In [1]:
import numpy as np
import pandas as pd
import config # a python file that contains path to TIMSS data files
import matplotlib.pyplot as plt
import seaborn as sb

%matplotlib inline

In [2]:
df_student_g8 = pd.read_csv(config.cleaned_G8_student_data_path)

In [3]:
df_student_g8.shape

(8458, 107)

In [4]:
df_student_g8.info(show_counts=True)

<class 'pandas.core.frame.DataFrame'>
RangeIndex: 8458 entries, 0 to 8457
Columns: 107 entries, IDSTUD to mean_PV
dtypes: float64(10), object(97)
memory usage: 6.9+ MB


Our objective is to build a ML model that will help us predict a student's TIMSS score based on other existing information related to that student.

We do have 106 columns possible features and 1 label which is ***mean_PV***. It is not practicle to build an application and ask people to enter 106 information about one student in order to guess one TIMSS score. We need to drastically reduce the number of features while keeping the most possible information that could help make the wished prediction.
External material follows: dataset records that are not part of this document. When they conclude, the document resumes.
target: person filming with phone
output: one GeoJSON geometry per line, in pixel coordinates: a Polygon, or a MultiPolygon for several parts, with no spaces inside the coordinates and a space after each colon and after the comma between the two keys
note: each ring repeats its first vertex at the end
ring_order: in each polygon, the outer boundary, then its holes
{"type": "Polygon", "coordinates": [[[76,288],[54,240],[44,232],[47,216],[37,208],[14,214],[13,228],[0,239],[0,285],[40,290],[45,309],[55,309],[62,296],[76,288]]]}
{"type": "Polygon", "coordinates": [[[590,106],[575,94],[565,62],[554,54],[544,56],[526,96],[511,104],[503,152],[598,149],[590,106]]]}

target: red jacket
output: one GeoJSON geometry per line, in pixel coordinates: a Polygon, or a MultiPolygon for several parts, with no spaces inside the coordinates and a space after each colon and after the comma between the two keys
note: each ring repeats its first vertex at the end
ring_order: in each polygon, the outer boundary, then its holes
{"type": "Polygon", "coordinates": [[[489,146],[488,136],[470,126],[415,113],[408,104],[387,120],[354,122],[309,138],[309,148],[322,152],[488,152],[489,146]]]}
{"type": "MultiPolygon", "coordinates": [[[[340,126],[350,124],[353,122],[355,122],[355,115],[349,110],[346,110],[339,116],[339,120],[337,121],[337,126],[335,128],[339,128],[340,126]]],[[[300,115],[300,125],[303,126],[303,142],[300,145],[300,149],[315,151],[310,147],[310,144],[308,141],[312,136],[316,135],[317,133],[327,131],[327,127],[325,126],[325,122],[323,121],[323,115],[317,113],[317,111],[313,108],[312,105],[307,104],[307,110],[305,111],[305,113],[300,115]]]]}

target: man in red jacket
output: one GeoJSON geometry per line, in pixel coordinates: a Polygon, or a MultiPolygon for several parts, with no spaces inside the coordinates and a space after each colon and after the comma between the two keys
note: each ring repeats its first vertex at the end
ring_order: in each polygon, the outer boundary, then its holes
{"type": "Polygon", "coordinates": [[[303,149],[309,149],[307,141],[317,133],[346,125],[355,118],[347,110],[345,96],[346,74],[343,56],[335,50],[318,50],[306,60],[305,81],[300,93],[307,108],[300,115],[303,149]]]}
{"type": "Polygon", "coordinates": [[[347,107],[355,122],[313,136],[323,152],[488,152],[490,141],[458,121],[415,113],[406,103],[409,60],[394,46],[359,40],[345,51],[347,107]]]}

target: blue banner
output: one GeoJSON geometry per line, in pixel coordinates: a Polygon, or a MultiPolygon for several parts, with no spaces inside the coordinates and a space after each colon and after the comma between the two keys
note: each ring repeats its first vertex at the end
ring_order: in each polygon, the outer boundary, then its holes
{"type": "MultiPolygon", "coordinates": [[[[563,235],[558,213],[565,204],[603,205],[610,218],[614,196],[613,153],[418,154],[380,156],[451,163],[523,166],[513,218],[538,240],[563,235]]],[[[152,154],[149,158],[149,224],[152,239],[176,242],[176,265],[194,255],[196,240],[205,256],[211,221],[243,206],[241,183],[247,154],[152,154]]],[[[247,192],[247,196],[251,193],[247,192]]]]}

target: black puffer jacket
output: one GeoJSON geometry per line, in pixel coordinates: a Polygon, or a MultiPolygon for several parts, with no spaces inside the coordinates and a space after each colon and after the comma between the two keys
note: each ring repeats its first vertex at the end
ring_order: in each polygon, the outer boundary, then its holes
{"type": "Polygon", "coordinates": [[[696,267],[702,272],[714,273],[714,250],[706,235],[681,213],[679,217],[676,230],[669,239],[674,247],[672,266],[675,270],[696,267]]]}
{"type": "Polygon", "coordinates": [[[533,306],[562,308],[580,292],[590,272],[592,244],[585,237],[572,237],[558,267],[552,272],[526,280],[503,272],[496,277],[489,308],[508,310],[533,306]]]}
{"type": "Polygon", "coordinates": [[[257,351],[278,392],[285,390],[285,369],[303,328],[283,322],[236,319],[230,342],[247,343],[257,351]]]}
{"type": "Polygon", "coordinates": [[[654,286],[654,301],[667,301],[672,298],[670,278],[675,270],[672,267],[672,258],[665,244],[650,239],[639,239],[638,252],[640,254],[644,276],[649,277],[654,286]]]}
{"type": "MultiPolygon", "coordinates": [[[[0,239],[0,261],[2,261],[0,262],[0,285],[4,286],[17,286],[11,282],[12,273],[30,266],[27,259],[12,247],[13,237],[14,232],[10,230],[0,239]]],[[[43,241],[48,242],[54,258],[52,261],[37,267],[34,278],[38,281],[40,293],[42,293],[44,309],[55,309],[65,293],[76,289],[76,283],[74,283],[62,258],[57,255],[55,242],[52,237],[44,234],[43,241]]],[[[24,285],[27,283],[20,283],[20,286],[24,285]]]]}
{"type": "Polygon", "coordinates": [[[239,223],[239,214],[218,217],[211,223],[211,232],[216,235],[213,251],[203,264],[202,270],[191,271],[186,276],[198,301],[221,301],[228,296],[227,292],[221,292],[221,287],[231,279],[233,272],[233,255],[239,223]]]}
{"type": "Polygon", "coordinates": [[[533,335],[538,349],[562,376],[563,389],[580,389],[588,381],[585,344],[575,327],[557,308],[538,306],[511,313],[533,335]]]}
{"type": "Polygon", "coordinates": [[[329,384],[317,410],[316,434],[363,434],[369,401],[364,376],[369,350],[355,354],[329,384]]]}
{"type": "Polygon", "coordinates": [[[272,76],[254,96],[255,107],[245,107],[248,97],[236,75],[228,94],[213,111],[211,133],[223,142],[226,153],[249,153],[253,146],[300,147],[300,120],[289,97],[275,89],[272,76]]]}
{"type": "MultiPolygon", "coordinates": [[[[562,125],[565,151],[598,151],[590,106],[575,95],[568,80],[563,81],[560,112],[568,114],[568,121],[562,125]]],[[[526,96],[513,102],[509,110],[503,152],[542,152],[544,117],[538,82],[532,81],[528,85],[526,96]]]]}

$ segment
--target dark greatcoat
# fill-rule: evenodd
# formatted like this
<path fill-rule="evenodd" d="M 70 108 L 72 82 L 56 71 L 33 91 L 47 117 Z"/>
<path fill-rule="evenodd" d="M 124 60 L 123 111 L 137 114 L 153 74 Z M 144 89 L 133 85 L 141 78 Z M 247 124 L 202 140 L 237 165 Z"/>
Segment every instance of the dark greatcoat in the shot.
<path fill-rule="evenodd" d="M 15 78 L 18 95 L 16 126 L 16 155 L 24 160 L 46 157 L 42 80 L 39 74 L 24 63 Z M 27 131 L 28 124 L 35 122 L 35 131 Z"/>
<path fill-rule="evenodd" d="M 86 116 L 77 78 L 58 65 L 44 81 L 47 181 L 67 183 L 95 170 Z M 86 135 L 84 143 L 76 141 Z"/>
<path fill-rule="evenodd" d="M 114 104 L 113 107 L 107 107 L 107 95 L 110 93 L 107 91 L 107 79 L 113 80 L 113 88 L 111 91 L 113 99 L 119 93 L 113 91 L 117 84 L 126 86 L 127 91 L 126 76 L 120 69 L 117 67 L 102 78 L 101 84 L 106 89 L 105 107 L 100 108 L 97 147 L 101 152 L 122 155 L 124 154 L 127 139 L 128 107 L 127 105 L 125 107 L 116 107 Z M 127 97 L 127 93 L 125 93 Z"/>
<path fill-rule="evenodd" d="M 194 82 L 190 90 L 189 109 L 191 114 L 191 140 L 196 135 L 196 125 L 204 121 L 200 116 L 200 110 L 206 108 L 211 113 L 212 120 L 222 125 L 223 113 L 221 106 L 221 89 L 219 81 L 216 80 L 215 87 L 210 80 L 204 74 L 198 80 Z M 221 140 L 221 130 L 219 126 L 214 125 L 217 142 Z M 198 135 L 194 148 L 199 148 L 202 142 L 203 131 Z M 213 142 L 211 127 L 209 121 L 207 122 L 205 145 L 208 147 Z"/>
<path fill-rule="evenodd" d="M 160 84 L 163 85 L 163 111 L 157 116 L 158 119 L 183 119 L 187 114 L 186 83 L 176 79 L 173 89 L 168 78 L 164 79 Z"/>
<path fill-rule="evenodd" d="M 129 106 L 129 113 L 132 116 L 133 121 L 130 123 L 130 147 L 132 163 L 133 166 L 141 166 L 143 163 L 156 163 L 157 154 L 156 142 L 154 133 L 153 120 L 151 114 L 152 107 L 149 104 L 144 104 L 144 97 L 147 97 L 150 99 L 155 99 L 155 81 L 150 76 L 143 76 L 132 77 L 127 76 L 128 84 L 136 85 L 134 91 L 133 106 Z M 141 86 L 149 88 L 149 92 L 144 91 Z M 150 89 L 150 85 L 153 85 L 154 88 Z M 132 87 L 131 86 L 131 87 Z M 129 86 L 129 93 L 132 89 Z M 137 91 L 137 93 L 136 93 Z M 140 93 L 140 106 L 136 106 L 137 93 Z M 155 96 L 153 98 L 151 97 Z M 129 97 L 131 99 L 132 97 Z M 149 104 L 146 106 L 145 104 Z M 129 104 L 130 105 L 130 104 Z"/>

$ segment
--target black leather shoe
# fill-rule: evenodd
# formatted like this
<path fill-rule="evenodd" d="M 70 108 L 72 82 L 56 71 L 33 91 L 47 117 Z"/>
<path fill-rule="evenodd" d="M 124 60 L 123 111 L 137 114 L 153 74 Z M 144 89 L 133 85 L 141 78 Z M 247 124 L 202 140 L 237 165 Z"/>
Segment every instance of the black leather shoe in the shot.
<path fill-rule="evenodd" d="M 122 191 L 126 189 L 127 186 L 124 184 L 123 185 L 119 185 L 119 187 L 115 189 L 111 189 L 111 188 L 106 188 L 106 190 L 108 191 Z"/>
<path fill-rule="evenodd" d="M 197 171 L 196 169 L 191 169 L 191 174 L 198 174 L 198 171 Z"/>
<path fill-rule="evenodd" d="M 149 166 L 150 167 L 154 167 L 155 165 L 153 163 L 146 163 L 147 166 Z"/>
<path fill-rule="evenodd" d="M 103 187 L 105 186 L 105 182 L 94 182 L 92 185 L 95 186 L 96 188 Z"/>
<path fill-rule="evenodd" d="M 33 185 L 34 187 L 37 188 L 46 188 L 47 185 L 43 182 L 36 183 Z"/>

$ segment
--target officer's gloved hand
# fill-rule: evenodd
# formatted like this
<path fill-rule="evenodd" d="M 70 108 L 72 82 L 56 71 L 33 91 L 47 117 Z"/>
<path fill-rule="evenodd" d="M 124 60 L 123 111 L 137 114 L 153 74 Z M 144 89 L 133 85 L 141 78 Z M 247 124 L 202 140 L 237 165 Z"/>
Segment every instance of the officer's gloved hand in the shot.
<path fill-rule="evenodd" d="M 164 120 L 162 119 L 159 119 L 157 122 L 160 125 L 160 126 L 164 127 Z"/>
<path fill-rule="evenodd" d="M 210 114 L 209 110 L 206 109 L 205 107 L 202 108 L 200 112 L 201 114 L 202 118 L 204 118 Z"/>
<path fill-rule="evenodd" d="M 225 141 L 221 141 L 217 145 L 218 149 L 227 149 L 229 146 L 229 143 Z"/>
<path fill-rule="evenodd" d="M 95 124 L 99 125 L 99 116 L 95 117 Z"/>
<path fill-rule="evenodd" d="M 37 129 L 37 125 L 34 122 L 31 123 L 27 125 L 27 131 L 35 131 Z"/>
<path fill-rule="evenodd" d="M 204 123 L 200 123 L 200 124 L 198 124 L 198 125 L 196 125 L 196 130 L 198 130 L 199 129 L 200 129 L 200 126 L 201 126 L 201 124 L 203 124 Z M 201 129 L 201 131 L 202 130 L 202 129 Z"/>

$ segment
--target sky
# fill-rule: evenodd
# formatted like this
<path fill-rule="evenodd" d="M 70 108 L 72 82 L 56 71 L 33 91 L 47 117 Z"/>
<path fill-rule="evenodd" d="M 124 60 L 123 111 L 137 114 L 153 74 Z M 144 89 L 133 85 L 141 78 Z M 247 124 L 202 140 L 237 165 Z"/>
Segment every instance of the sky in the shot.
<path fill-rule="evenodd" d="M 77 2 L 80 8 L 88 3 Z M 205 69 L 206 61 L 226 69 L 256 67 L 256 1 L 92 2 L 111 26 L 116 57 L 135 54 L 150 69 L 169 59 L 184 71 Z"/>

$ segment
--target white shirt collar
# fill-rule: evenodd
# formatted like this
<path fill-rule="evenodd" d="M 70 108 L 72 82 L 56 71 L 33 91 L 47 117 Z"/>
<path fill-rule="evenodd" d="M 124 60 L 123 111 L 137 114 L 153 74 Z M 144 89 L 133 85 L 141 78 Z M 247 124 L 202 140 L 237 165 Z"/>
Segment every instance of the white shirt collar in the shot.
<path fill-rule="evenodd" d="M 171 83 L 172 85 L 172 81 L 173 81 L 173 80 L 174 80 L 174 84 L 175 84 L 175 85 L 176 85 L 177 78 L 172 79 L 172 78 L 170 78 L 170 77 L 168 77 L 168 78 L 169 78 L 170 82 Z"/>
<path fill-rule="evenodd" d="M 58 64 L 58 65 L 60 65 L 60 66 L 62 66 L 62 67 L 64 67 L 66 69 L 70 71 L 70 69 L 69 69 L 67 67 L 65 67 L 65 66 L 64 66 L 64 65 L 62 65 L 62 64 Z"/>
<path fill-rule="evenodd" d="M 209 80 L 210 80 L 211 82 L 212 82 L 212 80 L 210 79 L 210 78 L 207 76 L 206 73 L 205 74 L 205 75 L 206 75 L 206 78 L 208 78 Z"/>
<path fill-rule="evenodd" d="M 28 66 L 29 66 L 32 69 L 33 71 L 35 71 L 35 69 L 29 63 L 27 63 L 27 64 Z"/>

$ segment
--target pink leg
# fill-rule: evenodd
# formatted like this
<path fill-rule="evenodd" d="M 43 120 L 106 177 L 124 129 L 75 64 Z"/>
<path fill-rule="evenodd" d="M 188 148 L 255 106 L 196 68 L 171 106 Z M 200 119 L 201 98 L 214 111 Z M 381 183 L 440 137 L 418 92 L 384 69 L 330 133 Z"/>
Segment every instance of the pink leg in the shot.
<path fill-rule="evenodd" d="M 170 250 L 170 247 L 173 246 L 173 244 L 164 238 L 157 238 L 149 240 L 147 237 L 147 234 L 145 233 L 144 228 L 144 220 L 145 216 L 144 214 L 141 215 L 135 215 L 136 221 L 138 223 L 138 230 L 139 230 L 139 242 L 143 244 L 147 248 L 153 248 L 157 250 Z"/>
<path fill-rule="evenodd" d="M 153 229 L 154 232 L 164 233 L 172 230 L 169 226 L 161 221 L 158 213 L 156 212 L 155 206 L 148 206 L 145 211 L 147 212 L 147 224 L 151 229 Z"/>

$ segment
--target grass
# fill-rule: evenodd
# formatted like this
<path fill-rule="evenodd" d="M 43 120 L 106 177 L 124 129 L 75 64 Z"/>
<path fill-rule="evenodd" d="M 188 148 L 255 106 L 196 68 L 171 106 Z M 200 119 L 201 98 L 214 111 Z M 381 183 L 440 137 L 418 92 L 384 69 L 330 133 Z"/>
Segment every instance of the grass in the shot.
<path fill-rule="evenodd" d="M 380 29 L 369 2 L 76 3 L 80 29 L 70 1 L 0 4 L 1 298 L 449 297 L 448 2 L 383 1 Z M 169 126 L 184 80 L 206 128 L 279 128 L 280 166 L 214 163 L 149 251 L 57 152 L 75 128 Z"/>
Based on the "all_cleaned_profiles.html" file, we do have many groups of features that are highly correlated with each other. We have to remove multi-colinearity:

We have :
- 1. BSBGHER, BSBG04, BSBG05D
- 2. BSDGHER, 1. BSBGHER, BSBG04
- 3. BSBGSSB, BSBDSSB, BSBG13A, BSBG13B, BSBG13C, BSBG13E
- 4. BSDGSSB, BSBG13A, BSBG13B, BSBG13C, BSBG13D
- 5. BSBGSB, BSDGSB *Both are correlated only with each other* 
- 6. BSBGSLM, BSBM16A, BSBM16D, BSBM16E, BSBM16F, BSBM16G, BSBM16H, BSBM16I, 8. BSBGICM, 12. BSBGSCM, 14. BSBGSVM
- 7. BSDGSLM, 6. BSBGSLM, BSBM16A, BSBM16D, BSBM16E, BSBM16F, BSBM16G, BSBM16H, BSBM16I
- 8. BSBGICM, 6. BSBGSLM, BSBM17B, BSBM17C, BSBM17D, BSBM17E, BSBM17F, BSBM17G
- 9. BSDGICM, 8. BSBGICM, BSBM17B, BSBM17C, BSBM17D, BSBM17E, BSBM17F, BSBM17G
- 10. BSBGDML, BSDGDML *Both are correlated only with each other*
- 11. BSBGSCM, 6. BSBGSLM, 13. BSDGSCM
- 12. BSDGSCM, 11. BSBGSCM
- 13. BSBGSVM, 6. BSBGSLM, BSBM20A, BSBM20B, BSBM20C, BSBM20D, BSBM20E, BSBM20F, BSBM20G, BSBM20I, BSDGSVM
- 14. BSDGSVM, 14. BSBGSVM, BSBM20B, BSBM20C, BSBM20D, BSBM20F, BSBM20G, BSBM20I

The following table represents the summary made by TIMSS researchers based on students data on different students' aspects. Each column was derived from a set of students' answers and all are fairly representing the whole students file:
Column | Meaning
:---: | :---:
 | BSBGHER:	| Home Educational Resources/SCL |
 | BSDGHER:	| Home Educational Resources/IDX |
 | BSBGSSB:	| Students Sense of School Belonging/SCL  |
 | BSDGSSB:	| Students Sense of School Belonging/IDX  |
 | BSBGSB: 	| Student Bullying/SCL  |
 | BSDGSB: 	| Student Bullying/IDX  |
 | BSBGSLM:	| Students Like Learning Mathematics Lessons/SCL  |
 | BSDGSLM:	| Students Like Learning Mathematics Lessons/IDX  |
 | BSBGICM: |  Instructional Clarity in Mathematics Lessons/SCL  |
 | BSDGICM:	| Instructional Clarity in Mathematics Lessons/IDX  |
 | BSBGDML:	| Disorderly Behavior during Math Lessons/SCL  |
 | BSDGDML:	| Disorderly Behavior during Math Lessons/IDX  |
 | BSBGSCM:	| Student Confident in Mathematics/SCL |
 | BSDGSCM:	| Student Confident in Mathematics/IDX |
 | BSBGSVM:	| Students Value Mathematics/SCL  |
 | BSDGSVM:	| Students Value Mathematics/IDX  |


We have seen above that every column from the derived summary is highly correlated with 1 or more columns from the actual questionnaires answered by students except for 2 pairs of columns that are only correlated with each other. 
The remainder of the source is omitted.